T cells from mice, systemically treated with anti-HMGB1 antibodies or control Ig, on Day 15 after T cell transfer, were cultured with irradiated APCs and IRBP1–20 and then, proliferation of responding T cells (A), and levels of IFN-γ and IL-17 (B) and IL-10 (C) released in the culture supernatants were measured. Pathological scores (D) and IRBP-specific T cell cytokine production (E) in the mice treated with EP, glycyrrhizin (GLY), or PBS (Ctrl; n=15 mice/group) on Day 15 after T cell transfer were shown. *P < 0.05; **P < 0.01 compared with the control group treated with PBS.

Figure 6.. Requirement of MyD88 molecule in the development of tEAU.

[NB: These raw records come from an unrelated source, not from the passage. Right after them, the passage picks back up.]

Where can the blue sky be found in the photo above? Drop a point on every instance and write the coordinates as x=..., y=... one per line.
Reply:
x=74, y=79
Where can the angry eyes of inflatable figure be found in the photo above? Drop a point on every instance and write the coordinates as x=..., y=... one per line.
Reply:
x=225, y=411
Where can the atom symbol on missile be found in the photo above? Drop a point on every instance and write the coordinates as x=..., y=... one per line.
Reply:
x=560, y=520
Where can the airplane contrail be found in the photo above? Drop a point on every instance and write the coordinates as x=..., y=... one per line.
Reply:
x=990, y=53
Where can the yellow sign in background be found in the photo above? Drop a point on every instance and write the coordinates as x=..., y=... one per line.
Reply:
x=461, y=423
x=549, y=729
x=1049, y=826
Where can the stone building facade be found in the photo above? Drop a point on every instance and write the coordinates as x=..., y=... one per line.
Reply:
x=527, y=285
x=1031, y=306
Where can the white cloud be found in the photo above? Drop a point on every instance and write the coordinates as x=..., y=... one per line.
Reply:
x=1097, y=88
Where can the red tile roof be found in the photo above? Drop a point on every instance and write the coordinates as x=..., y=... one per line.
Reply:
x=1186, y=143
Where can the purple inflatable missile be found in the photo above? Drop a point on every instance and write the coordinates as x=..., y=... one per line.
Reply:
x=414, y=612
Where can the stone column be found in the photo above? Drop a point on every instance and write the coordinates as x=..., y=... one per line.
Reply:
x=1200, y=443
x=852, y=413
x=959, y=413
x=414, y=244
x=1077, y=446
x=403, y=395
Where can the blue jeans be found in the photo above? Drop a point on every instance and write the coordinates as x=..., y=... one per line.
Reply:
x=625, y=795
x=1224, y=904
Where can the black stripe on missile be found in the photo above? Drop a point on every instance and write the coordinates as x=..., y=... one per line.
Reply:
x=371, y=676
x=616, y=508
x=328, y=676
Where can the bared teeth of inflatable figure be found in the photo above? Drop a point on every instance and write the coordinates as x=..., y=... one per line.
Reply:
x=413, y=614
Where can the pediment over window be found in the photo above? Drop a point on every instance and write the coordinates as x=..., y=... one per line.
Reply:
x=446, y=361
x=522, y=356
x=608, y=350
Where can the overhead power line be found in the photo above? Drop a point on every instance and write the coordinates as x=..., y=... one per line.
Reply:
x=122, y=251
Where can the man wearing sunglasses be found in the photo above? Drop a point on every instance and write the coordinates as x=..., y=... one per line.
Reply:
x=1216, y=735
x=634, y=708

(A) MyD88 expression in retinas collected at Days 0, 7, or 14 after IRBP-specific T cell transfer was examined by Western blot. The loading control is β-actin. (B) MyD88 expression examined on frozen sections of retina from naive and Day 11 tEAU mice by staining with PE-conjugated anti-MyD88 antibodies (red) and FITC-conjugated anti-GFAP or anti-Iba-1 antibodies (green). Cell nuclei are stained blue with DAPI. Some double-positive cells are indicated by arrows. (C) Pathological score of WT or MyD88^−/− mice (n=6/group) after adoptive transfer of IRBP-specific T cells. The incidence of tEAU was detected by pathological examination on Day 21 post-T cell transfer. (D) HMGB1 levels were determined by ELISA in the intraocular fluid of eyes from MyD88^−/− mice before receiving IRBP-specific T cells (Day 0) and on Days 1 and 7 after cell transfer (six eyes/group). **P < 0.01 compared with naive mice in one-way ANOVA.

Figure 7.. RAGE expression in retinas.

RAGE expression in retinas was examined by Western blot (A) as in Fig. 6A and by immunohistochemistry (B) as in Fig. 6B but using anti-RAGE antibodies.